渋い脇役なのに存在感はたっぷり、、時には主役を食うほどに、達者な芝居をみせてくれた女優、沢村貞子の「老いの道づれ」を読んだ。
最愛のご亭主の「お骨」を入れた壷を包んだ風呂敷と、同じ色あいだと言う表紙は、錆び赤というのだろうか、深い赤色で、目と心をひいた。文章は、沢村流の、すっきりとした分かりやすい自然体で、文字も大きく、難しい引用も無く、読みやすい。亡くなってからも、小股の切れ上がった粋な女性、沢村を彷彿とさせる本だった。

「この先、どういたわりあって生きても10年がせいぜいだと思う。どちらが先になるかは分からないけれど、先立った者が待っていて、来世も一緒に暮らしましょ、来世もこうしておしゃべりをして、おいしいものを食べて、楽しく暮らしましょ」二人の晩年の会話である。

そして、先に亡くなった夫の遺稿に「どちらが先に、火葬場へ一人だけで送り出されるのか、なんの予測も立たない。そしてこの葬送の日のたった一つのよりどころは、「来世」という想像もつかない虚空の一点で、今と同じ笑顔で待っていてくれる人が居るという事を信じるほかはないのだ。そして、自分が生きてこられたのは、唯一人、貞子という心優しく、聡明な女性にめぐり遭えたからである」と、書かれてあるのを発見し、涙が止まらなかったという。

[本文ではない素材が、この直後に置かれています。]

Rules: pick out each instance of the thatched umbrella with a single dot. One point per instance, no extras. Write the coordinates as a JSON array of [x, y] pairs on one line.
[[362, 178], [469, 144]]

これを読んで強く思ったのは、彼女は夫たる人が、大切で、好きで仕方なかったのだ、ということだった。そしてそれはご亭主にとっても、同じだったのだろう。

結び違えてしまった夫々の「糸」を二人は自らの意思で断ち切って、解き放ち、新しく、太い赤い糸を結びなおした。旧態のあの時代、どんなにか勇気が要ったことだろう。しがらみを乗り越えて得た幸せの重さを、しっかりと抱えて、大切に生きた人の潔さが伝わってくる。

今の時代、「現世の相手と来世も暮らしたいか」との質問に、かなり高い確率で「NO」と答えたのが女性だ。数パーセントしか「YES」がなかったという。

自分に置き換えて考えてみたとき、ただ「同じ人生」は嫌だなと思った。再び、幸運にも人間に生まれ変わることが出来たなら、やはり全く違う人生を歩んでみたい!同じ人と同じことを、繰り返せるほどの熱情が無い、ということなのかもしれないが、全く予知できなかったから今までやってこられたこの人生、分かってしまったことを、もう一度繰り返すなどはとても出来ない。

たとえ今より苦難が多く、辛苦が山ほどあったとしても、全く予測できない道を見つけて、最後に行き倒れたとしても、先の知れない道を歩いてみたい。

しかし彼女はちがった。間違いなくその人は来世でも結ぶ「赤い糸」の相手だったのだろう。「来世の虚空の一点」で、待っていた相手とめぐりあい、おしゃべりに花を咲かせ、甲斐甲斐しく夫の食事をしつらえ、嬉しそうに笑う沢村の声が聞こえてくるような、一途な本だった。本当は、これが「幸せ」というものの正体なのかもしれない。そう思う自分もいた。2003.3.14.